然而,事情过了,众人便把她的功劳给忘了,该怎么嫌弃还是会继续嫌弃,并拿二老太太死都不让杨九红戴孝这件事来嘲笑她、挤兑她。
“九红,你也不用想这么多,踏踏实实的先把孩子养大了,等你的儿子有了出息,外人自然不敢小瞧你。”
白玉芬实在不知该劝些什么,别说外面的人对杨九红有歧视了,就是她自己,提到杨九红第一个反应也是她曾艳名远扬,是济南府最漂亮的窑姐儿。

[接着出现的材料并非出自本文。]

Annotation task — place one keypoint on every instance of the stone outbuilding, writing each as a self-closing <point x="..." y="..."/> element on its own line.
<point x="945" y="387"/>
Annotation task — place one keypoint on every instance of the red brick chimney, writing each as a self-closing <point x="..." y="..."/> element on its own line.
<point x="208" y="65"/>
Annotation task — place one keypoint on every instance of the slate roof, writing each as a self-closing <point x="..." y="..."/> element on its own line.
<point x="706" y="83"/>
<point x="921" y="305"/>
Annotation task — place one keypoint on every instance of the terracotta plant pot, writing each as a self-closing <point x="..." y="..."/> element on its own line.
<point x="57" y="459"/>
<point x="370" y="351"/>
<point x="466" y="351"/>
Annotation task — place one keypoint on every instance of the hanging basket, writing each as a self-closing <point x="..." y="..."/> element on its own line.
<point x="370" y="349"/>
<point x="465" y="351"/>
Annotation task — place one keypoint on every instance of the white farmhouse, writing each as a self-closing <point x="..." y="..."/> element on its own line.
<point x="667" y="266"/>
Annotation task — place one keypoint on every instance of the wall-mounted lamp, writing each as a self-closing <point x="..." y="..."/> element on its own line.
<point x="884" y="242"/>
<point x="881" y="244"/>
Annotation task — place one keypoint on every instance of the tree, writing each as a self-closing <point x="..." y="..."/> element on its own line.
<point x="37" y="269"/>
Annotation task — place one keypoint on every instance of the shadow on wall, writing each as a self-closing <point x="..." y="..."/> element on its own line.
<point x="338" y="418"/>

这种偏见,真是已经深入到了人的骨子里,就算理智提醒不对,可还是会忍不住的这么想。
“就是为了孩子,我才不愿整天呆在一个会笑话我、看不起我的地方。”
安妮却执拗的摇了摇头,“我已经这样了,我的儿子却还小,我不能让他从小就听那些污言秽语。”
“玉芬,我发现,其实洋人也没有传说当中的吓人。他们也都是一个鼻子两个眼睛的普通人,饿了要吃饭,困了想睡觉。”
“不过啊,人家洋人比咱们单纯、直接,不会死死抓着我的过去不放,而是对我非常尊敬。”

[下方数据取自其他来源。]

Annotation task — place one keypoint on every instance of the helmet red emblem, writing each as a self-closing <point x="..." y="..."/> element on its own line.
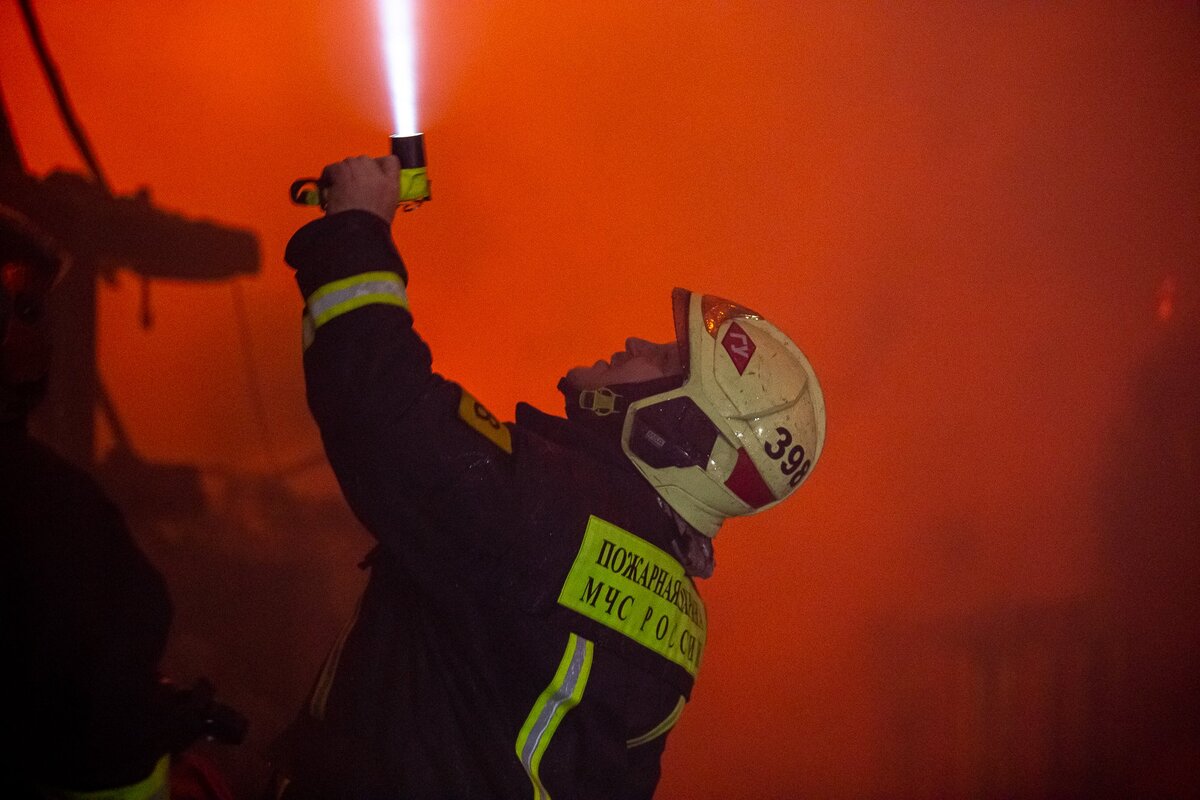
<point x="739" y="346"/>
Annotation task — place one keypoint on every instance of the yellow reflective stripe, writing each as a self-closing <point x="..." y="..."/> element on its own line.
<point x="325" y="681"/>
<point x="633" y="587"/>
<point x="473" y="413"/>
<point x="563" y="695"/>
<point x="337" y="298"/>
<point x="660" y="728"/>
<point x="153" y="787"/>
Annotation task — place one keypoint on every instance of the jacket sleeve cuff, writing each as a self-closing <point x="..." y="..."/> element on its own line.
<point x="340" y="246"/>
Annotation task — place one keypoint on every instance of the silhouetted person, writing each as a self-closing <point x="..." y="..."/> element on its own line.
<point x="85" y="615"/>
<point x="531" y="626"/>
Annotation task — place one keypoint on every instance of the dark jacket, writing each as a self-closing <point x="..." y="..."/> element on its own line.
<point x="85" y="621"/>
<point x="485" y="659"/>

“当然,也有可能跟我出手阔绰有关。可这又算什么,我手里又不是没有钱。同样是花钱,有的人用着我的钱,却还背地里笑话我是窑姐儿。”
“人家洋人就不一样了,表里如一,对我也是真的看重。”
白玉芬没再提去教堂的事,安妮却主动提及了。
她提到这些的时候,眼睛都变得格外明亮,整个人更是看着神采飞扬,仿佛变了一个人一样。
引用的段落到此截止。